The reality of the long-talked-about city bypass is the closest it has ever been with the passing Tuesday of a fuel tax increase by the Clark County Commission.
In a 6-1 vote, the County Commission passed Clark County’s fuel-tax increase, placing in motion the likely construction of an Interstate 11 loop that will run south of Boulder City. The Regional Transportation Commission of Southern Nevada told city officials in July that construction could start in 2014 with the project completed in late 2017 if the county passed the tax.
Mayor Roger Tobler, who attended the 2½-hour hearing in Las Vegas, said the tax’s passing and resulting loop funding is “kind of exciting.”
“We’ve been working a long time on this and I-11 has really grown into something much greater than a Boulder bypass,” said Tobler, who also sits on the Transportation Commission board. “People understand the regional importance of it.”
The I-11 loop is part of a larger project in early stages that would connect Las Vegas and Phoenix via an federal interstate.
Within an hour of the tax increase’s passing, City Manager Dave Fraser and Chamber of Commerce CEO Jill Rowland-Lagan met to discuss meeting with local business owners and citizens who are concerned with the potential negative effect the road south of town could have on tourism. Tobler had asked for meetings in July, but officials wanted to see if the fuel tax passed before moving forward.
Tobler said the city can begin communications with local business owners and citizens to minimize the potential negative effect, or enhance new tourism opportunities brought about by the loop.
Fraser said when he came to Boulder City late last year he was worried about how the potential decrease in traffic could affect businesses. However, the traffic problems he’s witnessed has changed his thinking.
“I’ve really come to see it as necessary,” Fraser said. “What will happen with traffic over the next 10 years if we don’t do it will be untenable.”
Fraser said the city needs to be “active and creative in promoting what we have here and seeking new ways to promote all the things there are to do in Boulder City.”
The Transportation Commission estimates the increase would allow it to sell nearly $700 million in bonds based on future revenue, nearly $230 million going to an I-11 loop. Construction costs of the 12-mile phase is estimated at $280 million. The increase will raise the tax on all vehicle fuels by 3 cents a gallon for each of the next three years.
Beyond Boulder City, 182 road projects in Clark County will receive funding from the tax including widening U.S. Highway 95 in the northwest part of Las Vegas from Ann Road to Kyle Canyon, bringing Interstate 215 to freeway standards, and improving heavily traveled corridors such as Maryland Parkway and Paradise Road.

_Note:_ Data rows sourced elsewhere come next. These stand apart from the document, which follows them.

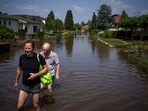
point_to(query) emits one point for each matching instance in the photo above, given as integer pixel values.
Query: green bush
(6, 33)
(108, 34)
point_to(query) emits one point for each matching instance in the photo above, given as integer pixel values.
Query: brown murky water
(94, 77)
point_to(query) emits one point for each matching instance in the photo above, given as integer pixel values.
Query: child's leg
(49, 87)
(42, 90)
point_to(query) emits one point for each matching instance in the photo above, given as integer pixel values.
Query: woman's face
(28, 49)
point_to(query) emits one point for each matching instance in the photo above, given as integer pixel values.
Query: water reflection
(94, 77)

The increase will go into effect Jan. 1 and last through Dec. 31, 2016. The annual effect to an average Southern Nevada driver equates to about a dime a day over the next three years, according to the Transportation Commission.
“This will enable the RTC to raise the revenue necessary to fund critical transportation projects in and around the Las Vegas Valley, benefiting hundreds of thousands of motorists and creating nearly 8,931 to 9,467 person years of employment,” Transportation Commission General Manager Tina Quigley said in a statement. “This initiative will improve connectivity and enhance transportation infrastructure in Southern Nevada, allowing residents, tourists and goods to travel more efficiently into and around Las Vegas.”

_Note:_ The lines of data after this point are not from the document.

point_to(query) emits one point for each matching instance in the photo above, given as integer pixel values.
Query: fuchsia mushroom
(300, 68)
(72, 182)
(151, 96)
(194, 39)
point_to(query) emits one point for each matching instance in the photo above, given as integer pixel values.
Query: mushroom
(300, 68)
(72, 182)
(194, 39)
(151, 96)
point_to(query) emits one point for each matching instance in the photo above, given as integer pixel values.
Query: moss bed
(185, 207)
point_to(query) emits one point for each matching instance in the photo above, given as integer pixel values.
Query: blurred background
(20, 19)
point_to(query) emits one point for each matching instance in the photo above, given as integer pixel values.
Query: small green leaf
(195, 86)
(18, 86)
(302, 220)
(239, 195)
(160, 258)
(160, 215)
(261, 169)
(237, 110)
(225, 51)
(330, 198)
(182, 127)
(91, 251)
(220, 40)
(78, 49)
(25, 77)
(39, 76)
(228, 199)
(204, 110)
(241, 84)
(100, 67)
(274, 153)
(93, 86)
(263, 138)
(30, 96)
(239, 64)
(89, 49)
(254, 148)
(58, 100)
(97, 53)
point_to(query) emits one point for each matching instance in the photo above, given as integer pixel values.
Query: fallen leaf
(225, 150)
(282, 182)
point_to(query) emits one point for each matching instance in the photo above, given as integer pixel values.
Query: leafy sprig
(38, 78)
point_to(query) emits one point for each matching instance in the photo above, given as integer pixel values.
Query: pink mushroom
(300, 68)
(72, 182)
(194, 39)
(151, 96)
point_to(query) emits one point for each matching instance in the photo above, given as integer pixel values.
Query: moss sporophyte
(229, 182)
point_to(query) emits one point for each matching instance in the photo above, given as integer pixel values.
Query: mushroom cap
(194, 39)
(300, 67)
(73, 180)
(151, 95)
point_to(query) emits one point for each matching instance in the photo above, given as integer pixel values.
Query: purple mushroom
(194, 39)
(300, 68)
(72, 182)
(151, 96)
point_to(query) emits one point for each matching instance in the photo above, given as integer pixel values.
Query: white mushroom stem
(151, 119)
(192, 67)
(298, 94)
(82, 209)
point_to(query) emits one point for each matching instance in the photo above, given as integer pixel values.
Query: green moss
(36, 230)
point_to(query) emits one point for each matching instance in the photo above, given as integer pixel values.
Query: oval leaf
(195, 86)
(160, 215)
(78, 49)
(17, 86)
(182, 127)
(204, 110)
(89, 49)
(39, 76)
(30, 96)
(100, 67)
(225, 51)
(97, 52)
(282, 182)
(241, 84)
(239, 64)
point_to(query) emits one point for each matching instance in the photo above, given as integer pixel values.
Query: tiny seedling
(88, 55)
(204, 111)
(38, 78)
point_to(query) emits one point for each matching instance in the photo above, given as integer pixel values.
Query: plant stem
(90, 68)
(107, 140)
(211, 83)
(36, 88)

The County Commission’s fuel-tax vote was possible because the Legislature gave the county that option. The current county fuel tax is 9 cents. Each gallon already has 52.2 cents in taxes and fees, including federal, state and county taxes.
In November 2016, residents get to weigh in on whether to allow more fuel-tax increases. In a vote, residents will decide then whether they want to authorize commissioners to put additional fuel-tax increases in place each year, which would be tied to the rate of inflation. If they reject future increases, the first three years of fuel tax increases will remain in place.
Commission Chairman Steve Sisolak cast the lone “no” vote Tuesday.
An early proposal to fund the loop through a toll road was abandoned this year.